Silencing of p16(INK4a) by methylation of the CpG islands in the promoter region has been found to be an alternative mechanism of inactivation in several tumors. However, in gastric carcinoma, the relationship between methylation status and the transcriptional silencing of the p16 gene remains to be clarified. In this study, we investigated whether methylation of a few specific CpG sites in the promoter region could significantly down-regulate p16 activity in the tumorigenesis of gastric carcinoma. By Southern analysis and bisulfite-modified genomic sequencing of 9 gastric-carcinoma cell lines, we found that the 5 cell lines (55.5%) not expressing p16 mRNA had methylated CpG sites at the promoter region of p16. In addition, we analyzed the p16-protein expression of 28 primary gastric carcinomas and their normal counterparts by immunohistochemical staining (IHC) on paraffin sections.

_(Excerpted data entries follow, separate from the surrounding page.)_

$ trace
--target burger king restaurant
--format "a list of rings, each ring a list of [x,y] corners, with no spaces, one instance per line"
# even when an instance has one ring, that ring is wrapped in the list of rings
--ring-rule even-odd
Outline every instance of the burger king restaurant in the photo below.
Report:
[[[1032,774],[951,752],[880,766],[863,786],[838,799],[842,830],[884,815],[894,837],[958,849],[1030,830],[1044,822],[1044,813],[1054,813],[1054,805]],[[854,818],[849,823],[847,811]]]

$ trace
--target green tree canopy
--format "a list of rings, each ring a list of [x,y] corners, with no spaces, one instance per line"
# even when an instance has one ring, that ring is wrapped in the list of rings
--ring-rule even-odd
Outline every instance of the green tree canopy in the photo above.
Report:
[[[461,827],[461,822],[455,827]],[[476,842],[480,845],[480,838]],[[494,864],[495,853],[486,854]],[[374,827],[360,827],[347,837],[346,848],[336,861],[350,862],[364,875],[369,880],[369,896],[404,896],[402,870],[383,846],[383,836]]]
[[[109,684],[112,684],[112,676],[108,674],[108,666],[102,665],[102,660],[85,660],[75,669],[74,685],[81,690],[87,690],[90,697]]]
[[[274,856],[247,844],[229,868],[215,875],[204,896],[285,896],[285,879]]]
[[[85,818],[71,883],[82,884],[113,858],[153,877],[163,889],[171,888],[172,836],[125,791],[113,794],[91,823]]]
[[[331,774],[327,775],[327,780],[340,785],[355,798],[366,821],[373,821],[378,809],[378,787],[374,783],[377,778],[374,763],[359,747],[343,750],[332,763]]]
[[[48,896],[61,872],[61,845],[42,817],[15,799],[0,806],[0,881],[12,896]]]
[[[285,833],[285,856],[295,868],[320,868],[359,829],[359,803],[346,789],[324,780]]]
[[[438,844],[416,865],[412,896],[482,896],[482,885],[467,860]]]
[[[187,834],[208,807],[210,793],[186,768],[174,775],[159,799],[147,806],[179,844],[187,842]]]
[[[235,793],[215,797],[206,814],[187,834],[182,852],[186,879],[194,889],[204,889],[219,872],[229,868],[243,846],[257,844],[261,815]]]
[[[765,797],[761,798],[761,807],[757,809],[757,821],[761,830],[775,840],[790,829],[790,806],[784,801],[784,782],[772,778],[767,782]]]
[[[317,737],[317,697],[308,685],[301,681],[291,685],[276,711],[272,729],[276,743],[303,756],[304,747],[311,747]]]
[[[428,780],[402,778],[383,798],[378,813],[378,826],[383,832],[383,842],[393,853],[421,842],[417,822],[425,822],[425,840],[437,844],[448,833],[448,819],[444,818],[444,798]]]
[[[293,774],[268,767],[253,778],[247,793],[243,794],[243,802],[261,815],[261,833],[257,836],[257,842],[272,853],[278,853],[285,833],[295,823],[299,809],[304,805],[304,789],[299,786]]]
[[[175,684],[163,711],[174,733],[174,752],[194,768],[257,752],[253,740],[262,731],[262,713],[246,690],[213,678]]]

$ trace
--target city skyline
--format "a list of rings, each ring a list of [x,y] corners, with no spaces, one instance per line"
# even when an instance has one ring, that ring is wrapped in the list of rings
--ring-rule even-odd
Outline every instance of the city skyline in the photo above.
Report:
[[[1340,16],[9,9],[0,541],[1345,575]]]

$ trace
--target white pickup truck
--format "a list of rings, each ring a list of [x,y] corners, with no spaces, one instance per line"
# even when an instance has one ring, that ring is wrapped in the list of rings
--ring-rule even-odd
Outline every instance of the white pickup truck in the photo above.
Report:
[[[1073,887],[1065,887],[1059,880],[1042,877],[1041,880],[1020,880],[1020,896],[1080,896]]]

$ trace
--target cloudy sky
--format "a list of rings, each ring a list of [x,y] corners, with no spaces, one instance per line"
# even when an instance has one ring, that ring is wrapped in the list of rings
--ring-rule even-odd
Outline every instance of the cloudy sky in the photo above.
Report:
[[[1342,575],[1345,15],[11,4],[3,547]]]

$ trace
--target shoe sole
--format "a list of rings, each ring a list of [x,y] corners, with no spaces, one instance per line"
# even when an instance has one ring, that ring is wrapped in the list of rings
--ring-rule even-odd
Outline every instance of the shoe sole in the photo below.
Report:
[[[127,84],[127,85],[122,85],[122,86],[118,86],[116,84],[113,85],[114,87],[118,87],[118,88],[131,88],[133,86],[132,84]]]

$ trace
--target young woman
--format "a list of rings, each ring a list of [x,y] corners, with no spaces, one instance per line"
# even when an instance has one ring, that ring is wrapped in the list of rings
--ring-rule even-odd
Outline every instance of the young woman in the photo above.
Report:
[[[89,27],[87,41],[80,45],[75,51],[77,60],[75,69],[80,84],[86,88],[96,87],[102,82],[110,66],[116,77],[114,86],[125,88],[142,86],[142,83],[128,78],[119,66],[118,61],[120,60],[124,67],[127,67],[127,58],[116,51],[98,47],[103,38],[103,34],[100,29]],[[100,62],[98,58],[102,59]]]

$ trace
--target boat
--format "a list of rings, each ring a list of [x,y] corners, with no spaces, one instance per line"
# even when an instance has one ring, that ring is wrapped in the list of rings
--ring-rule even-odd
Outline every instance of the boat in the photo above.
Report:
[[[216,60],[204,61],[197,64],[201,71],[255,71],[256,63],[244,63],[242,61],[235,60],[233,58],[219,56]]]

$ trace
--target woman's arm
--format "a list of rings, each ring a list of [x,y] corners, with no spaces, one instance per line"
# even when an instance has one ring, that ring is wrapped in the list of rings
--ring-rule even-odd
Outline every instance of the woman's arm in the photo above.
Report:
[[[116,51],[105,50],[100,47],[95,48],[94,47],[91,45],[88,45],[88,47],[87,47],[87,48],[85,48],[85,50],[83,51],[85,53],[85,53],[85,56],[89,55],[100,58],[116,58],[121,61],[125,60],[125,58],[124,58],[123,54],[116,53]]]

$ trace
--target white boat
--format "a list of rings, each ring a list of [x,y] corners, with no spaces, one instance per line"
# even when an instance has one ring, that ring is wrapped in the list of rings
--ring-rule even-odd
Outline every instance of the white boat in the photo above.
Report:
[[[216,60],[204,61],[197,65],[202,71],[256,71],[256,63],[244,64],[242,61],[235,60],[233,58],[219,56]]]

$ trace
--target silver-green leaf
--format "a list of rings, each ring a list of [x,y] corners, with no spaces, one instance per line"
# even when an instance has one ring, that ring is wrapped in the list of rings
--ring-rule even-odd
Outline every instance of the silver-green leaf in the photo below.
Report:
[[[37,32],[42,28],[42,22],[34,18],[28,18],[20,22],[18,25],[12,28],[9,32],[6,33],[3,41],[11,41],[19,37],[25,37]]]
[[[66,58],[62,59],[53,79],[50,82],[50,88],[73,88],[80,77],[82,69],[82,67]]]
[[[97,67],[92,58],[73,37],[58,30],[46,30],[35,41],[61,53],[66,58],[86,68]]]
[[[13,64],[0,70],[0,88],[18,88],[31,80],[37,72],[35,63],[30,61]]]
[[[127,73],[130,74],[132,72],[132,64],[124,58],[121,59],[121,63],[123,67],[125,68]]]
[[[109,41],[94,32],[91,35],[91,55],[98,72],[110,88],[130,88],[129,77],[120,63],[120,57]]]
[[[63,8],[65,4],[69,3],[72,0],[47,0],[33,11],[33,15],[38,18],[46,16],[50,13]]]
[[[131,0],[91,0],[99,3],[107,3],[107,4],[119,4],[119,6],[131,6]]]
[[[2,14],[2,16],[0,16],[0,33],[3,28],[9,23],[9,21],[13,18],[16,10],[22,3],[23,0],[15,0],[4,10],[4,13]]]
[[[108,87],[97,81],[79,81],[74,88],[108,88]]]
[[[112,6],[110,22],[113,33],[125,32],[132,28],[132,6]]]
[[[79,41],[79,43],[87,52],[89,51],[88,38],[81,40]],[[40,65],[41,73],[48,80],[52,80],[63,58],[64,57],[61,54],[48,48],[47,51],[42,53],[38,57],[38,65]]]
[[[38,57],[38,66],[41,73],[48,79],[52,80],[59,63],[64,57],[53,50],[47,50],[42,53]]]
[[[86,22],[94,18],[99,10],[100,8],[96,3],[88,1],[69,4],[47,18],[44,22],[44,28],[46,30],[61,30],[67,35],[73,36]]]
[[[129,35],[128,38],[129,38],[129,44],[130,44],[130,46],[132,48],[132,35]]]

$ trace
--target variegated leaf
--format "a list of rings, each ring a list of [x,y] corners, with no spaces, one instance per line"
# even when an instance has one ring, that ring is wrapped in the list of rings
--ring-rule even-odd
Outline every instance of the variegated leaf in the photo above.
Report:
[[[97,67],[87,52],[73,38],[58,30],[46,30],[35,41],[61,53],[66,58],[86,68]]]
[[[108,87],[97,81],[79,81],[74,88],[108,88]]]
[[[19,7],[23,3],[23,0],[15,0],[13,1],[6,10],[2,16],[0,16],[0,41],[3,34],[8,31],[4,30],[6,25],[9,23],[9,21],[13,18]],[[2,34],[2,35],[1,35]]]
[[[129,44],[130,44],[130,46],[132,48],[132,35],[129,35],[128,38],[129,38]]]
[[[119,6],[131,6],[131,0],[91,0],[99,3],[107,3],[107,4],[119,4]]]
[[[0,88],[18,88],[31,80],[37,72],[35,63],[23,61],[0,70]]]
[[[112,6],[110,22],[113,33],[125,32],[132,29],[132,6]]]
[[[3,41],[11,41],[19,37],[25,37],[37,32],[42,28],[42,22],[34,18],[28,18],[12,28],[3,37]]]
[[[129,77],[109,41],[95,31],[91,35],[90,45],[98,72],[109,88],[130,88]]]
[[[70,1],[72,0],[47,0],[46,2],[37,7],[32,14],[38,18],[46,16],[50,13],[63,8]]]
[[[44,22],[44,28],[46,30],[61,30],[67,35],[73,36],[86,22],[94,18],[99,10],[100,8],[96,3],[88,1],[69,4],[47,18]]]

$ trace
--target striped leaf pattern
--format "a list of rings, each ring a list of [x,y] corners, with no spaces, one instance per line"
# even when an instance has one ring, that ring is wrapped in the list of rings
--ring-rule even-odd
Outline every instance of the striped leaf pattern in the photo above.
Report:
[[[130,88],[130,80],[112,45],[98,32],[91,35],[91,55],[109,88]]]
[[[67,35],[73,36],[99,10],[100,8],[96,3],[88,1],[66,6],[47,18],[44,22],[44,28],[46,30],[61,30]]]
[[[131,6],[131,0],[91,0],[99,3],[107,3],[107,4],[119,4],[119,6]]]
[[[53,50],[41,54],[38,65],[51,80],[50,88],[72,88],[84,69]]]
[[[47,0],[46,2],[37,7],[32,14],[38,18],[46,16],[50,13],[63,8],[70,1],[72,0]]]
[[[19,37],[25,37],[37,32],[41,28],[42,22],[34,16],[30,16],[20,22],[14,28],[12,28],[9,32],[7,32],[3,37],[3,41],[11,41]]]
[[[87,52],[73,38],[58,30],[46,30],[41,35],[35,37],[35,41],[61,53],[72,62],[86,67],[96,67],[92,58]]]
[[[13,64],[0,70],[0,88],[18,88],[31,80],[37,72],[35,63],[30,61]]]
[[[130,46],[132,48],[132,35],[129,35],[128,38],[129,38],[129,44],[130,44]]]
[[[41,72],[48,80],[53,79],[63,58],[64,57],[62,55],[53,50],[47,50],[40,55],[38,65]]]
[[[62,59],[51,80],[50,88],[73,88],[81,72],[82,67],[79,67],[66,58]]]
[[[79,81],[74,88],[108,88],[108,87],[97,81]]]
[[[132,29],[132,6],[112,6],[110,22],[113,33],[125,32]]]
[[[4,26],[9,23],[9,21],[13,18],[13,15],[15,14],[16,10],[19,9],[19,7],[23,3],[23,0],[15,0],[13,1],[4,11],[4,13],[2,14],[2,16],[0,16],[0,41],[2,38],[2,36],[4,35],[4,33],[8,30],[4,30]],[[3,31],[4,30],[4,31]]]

Loss of p16 expression was detected in 6 cases (22%). In 5 out of these 6 (83%), the actual p16 gene was inactivated by de novo methylation of the promoter sites. Taken together, these results suggest a strong correlation between de novo methylation of a few specific CpG sites and transcriptional silencing of the p16 gene in gastric carcinoma.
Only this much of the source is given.